O VGBL é um plano de previdência privada que comumente é tratado pelas autoridades fiscais ora como seguro de vida, ora como aplicação financeira. Uma de suas características é que ele não entra no inventário e, por isso, não está sujeito ao ITCMD (Imposto sobre Transmissão Causa Mortis e Doação, o imposto sobre herança). Alem disso, os valores são pago diretamente aos beneficiários apontados no ato da contratação, explica Rogério Fedele, sócio do Cepeda Advogados.
Como era a tributação antes
No resgate em vida, a regra já era conhecida: o IR incide apenas sobre os rendimentos (e não sobre o valor investido), com alíquota de 15% na fonte, conforme o regime tributário escolhido. Segundo João Henrique Gasparino, diretor executivo na NimbusTax, o que está em discussão agora não envolve o resgate em vida, mas sim a “tentativa de aplicar raciocínio semelhante ao recebimento por morte”.
Esse entendimento, porém, já era aplicado pelos bancos, segundo Daniel Zugman, sócio do BVZ Advogados, professor e membro do núcleo de tributação do Insper.
Embora a Lei 7.713/88 preveja isenção para valores recebidos de previdência privada em caso de morte ou invalidez, a Receita passou a defender que nem todo o montante tem natureza de seguro. O Fisco defende a divisão do montante em diferentes “caixinhas” contábeis.
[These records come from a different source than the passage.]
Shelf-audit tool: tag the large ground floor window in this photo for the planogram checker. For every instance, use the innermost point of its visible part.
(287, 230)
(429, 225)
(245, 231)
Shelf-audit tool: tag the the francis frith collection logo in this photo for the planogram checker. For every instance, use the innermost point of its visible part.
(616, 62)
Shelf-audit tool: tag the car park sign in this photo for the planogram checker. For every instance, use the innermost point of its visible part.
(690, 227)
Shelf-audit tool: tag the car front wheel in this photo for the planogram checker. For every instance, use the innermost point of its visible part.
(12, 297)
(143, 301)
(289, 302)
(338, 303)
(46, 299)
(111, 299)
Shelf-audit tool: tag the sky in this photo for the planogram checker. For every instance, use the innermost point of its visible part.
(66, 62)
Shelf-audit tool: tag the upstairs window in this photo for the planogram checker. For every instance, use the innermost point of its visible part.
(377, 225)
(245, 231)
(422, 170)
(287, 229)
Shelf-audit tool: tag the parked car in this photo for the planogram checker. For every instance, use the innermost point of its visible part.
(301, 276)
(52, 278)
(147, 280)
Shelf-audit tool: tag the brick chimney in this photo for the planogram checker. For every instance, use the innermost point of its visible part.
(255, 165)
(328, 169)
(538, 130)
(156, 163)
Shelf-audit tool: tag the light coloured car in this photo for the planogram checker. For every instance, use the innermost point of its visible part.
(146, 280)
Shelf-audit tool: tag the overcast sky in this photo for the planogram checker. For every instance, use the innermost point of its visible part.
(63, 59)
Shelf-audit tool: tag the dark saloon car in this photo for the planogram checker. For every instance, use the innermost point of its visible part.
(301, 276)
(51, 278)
Na norma, a Receita fatia o VGBL em três partes e descreve que o tratamento tributário dos valores recebidos pelo beneficiário de segurado contratante de seguro de vida com cláusula de cobertura por sobrevivência (plano VGBL), em razão da morte do segurado, depende da natureza dos recursos de que se originam esses valores:
- Cobertura de risco (seguro de vida) — parte referente ao seguro contratado junto ao plano — isenta de IR;
- Provisão Matemática de Benefícios a Conceder (PMBaC) — corresponde ao saldo acumulado durante a fase de contribuição — incide a alíquota de 15% sobre os rendimentos. “Se o titular morre antes de iniciar o recebimento da renda, a RFB trata o pagamento ao beneficiário como resgate e tributa apenas os rendimentos, isto é, a diferença entre o valor recebido e o total de prêmios pagos”, explica Guillermo Kam-Chings, advogado no Fabio Kadi Advogados;
- Provisão Matemática de Benefícios Concedidos (PMBC) — saldo remanescente quando o titular já estava recebendo renda e falece antes do fim dos pagamentos — Aqui, o valor também é tributado pela tabela progressiva, incidindo apenas sobre os rendimentos.
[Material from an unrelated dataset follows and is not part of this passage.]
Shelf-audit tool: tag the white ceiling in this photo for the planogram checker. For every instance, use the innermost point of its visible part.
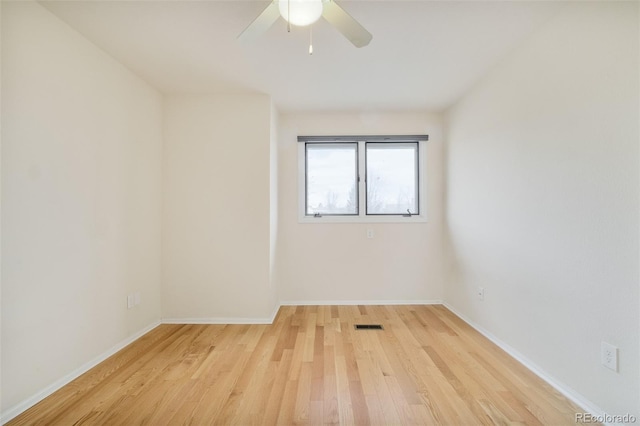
(424, 54)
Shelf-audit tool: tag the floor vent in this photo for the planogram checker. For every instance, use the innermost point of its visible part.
(368, 327)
Na prática, a Receita entende que a tributação depende do momento da morte e da fase em que o plano se encontra.
Conflito jurídico
Para Kam-Chings, a consulta “não inaugura uma orientação inteiramente nova”, mas “consolida o entendimento já adotado na Solução de Consulta COSIT nº 373/2014, acrescenta novos detalhes e reforça a vinculação desse entendimento no âmbito da Receita Federal do Brasil”.
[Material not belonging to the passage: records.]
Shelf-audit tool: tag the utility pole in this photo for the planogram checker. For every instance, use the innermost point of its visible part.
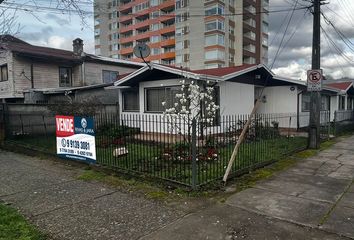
(315, 104)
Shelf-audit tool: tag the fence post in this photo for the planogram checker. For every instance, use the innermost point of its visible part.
(2, 123)
(335, 124)
(194, 154)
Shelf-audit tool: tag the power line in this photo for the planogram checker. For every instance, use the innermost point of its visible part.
(346, 40)
(340, 52)
(286, 29)
(28, 8)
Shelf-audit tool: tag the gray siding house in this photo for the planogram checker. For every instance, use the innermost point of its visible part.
(26, 69)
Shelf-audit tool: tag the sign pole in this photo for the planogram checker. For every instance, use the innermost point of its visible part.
(314, 128)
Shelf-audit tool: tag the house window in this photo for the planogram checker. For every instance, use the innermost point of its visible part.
(350, 103)
(64, 77)
(325, 102)
(214, 25)
(216, 100)
(130, 100)
(214, 10)
(109, 76)
(216, 39)
(4, 74)
(305, 102)
(215, 55)
(341, 103)
(155, 96)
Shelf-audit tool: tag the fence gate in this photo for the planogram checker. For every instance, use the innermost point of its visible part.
(2, 123)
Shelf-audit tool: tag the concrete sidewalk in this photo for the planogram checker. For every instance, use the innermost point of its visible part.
(312, 200)
(49, 194)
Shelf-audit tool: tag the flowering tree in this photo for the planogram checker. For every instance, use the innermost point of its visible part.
(196, 100)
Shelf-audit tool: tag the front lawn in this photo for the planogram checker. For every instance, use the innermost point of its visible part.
(14, 226)
(173, 160)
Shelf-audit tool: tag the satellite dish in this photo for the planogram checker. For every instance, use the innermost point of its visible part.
(141, 50)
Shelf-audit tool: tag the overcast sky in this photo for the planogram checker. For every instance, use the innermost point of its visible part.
(54, 29)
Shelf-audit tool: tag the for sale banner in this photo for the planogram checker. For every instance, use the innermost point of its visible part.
(76, 138)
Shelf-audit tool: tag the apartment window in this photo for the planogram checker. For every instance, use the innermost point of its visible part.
(155, 96)
(325, 102)
(155, 51)
(214, 55)
(305, 102)
(155, 27)
(141, 6)
(115, 35)
(178, 59)
(65, 77)
(109, 76)
(350, 103)
(154, 3)
(130, 100)
(216, 39)
(214, 25)
(4, 74)
(214, 10)
(155, 38)
(155, 14)
(341, 103)
(179, 45)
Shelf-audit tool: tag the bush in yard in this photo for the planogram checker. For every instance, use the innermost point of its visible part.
(88, 107)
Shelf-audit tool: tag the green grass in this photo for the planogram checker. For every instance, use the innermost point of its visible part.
(14, 226)
(147, 159)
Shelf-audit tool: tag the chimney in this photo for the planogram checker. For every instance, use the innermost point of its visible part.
(78, 47)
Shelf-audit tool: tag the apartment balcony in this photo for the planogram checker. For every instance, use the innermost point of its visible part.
(250, 48)
(168, 55)
(168, 29)
(250, 9)
(167, 4)
(167, 17)
(168, 42)
(124, 40)
(125, 51)
(250, 35)
(125, 18)
(126, 6)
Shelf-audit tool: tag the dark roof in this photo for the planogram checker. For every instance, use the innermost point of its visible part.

Ele cita que a Receita já tributava os rendimentos vinculados ao saldo acumulado, mas a discussão no âmbito judicial “apontava em direção diversa”. “Os Tribunais Regionais Federais, em especial o TRF da 3ª Região, vinham reconhecendo que o VGBL possui natureza multifacetada: ao mesmo tempo, seguro de pessoas e instrumento de acumulação previdenciária”.
‘Esse entendimento foi sendo consolidado pelas cortes superiores. O STJ firmou orientação no sentido de que os valores recebidos em razão da morte do titular, em planos como VGBL e PGBL, não se confundem com herança e têm natureza securitária na hipótese de falecimento. Em julgamento mais recente, o STJ também enfrentou diretamente a questão do IRPF, concluindo pela não incidência do imposto sobre valores recebidos por beneficiário em razão da morte do participante”, diz Kam-Chings.
É aí que mora a discussão: o entendimento da Receita, segundo especialistas ouvidos pelo Valor Investe, contraria o que diz a legislação, que prevê isenção ampla para valores recebidos em razão de morte.
Segundo os especialistas, a decisão deve alcançar tanto contratos já existentes e também para os futuros. No entanto, o tema ainda deve gerar disputas judiciais, já que há divergência entre o entendimento do Fisco e decisões dos tribunais (e o que diz a Lei 7.713/88).
“O Fisco está criando regras que a Lei não traz e um ponto que caberá, a depender do beneficiário, a analisar a viabilidade até do ingresso de uma medida judicial mesmo. A lei fala assim: ‘olha, é tudo [que é isento]’. Só que o fiscal diz: ‘olha, não é tudo, é só uma parte. Eu entendo que uma outra parte é tributada’. Então aqui nasce a discussão.”, diz Fedele.